The effect of the colour is also affected by choice of material. The surface of a latex or emulsion paint often looks blunt and dull, particularly in direct light. The same colour in a mineral paint shows great colour depth with a satin-matt gloss.
Before designing your walls with colours, it is useful to find out about colour psychology and the symbolic meaning and effect of colours. Here you can also find more tips and ideas for designing your walls.
The colours on walls can make rooms with awkward dimensions look better. A long room appears shorter if the walls at each end are painted in strong colours. By contrast, walls painted in a light, cool colour make a room seem large and wide. Strong, warm colour shades on the wall make a room appear smaller and narrower.
Having the right colour on the walls generates different effects. Light colours have an airy effect: a light-coloured ceiling seems light, airy and pleasant. As a result, low ceilings can be made to look higher. Dark colours have a heavy effect. The plinth of a house is usually painted in dark colours for the visual base of the building.
Walls painted in green shades combined with yellow create a spring-like atmosphere in the room. At the same time, subjective noise perception is at a lower level when the colour scheme is light green, whilst red on the other hand makes us think noises are louder.
Entrance areas painted yellow or orange appear cheerful and give the whole room a welcoming effect.
In bedrooms, walls that are coloured blue help us to sleep calmly at night, whilst soft green in offices is inspiring and helps us to concentrate.
The same applies to designing outside walls. A house painted in intensive, warm colours (e.g. red) stands out in the street. A house painted in a cool, light colour (light blue, light grey) is less obvious.
A shaded, dreary facade will look much friendlier painted in a light, warm colour. In a living room that faces North and has little direct sunlight, a coat of yellow paint creates a sunnier, more cheerful atmosphere.
In addition to pure colouring, there are also numerous application techniques with which rooms and facades can be designed.

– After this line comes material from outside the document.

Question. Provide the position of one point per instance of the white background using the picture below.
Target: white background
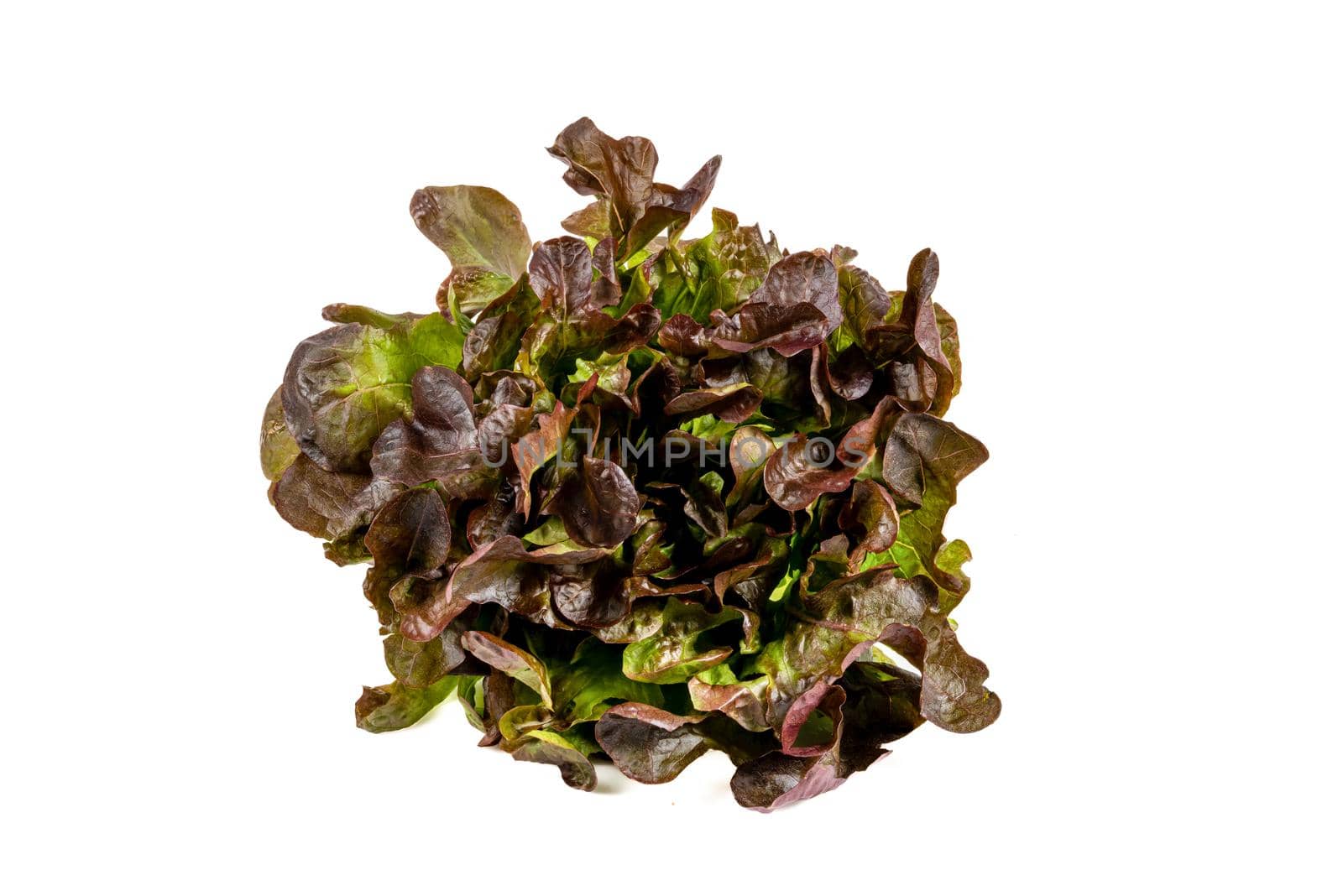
(1138, 216)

Wall designs using colourwashes fascinate by their truly lively character: Whether gently glowing or powerfully vibrating, whether on facades or indoors, whether of subtle simplicity or spectacular finesse – the directness of their effects captures the eye. Silver, copper and golden effects can be created using decorative paints with metallic pigments. Whether on individual walls, entire rooms or external facades the fine shine is accentuated and creates a noble effect. This metallic effect can also be used to emphasise small scale fascinating features.
Hand lettering has long been a trend. Font types offer endless possibilities when it comes to designing walls. Proportions, typefaces and letter sizes can be used to design walls in a way that they literally speak to the observer. It is creative to use obvious and familiar fonts and cleverly combine them with each other.. In this way, typefaces with a high degree of ornamental and decorative appeal are created in an amazingly simple manner, which can be used to design private and public spaces.
In a time of steel and glass architecture, ornamental painting is experiencing a revival. Very much a trend at the moment are ornamental and floral designs, which are applied either by printing, with a stencil or free-hand with a paint brush. The design is situated somewhere between modern, classic, romantic and opulent.
Illusionistic painting has lost none of its amazing fascination. A balustrade with antique columns or a view out onto the Mediterranean, Illusionist painting can transform walls into projection surfaces that inspire, and can give rooms a unique perspective. KEIM supports this very special trend with seminars and publications and a specific product range for artistic designers.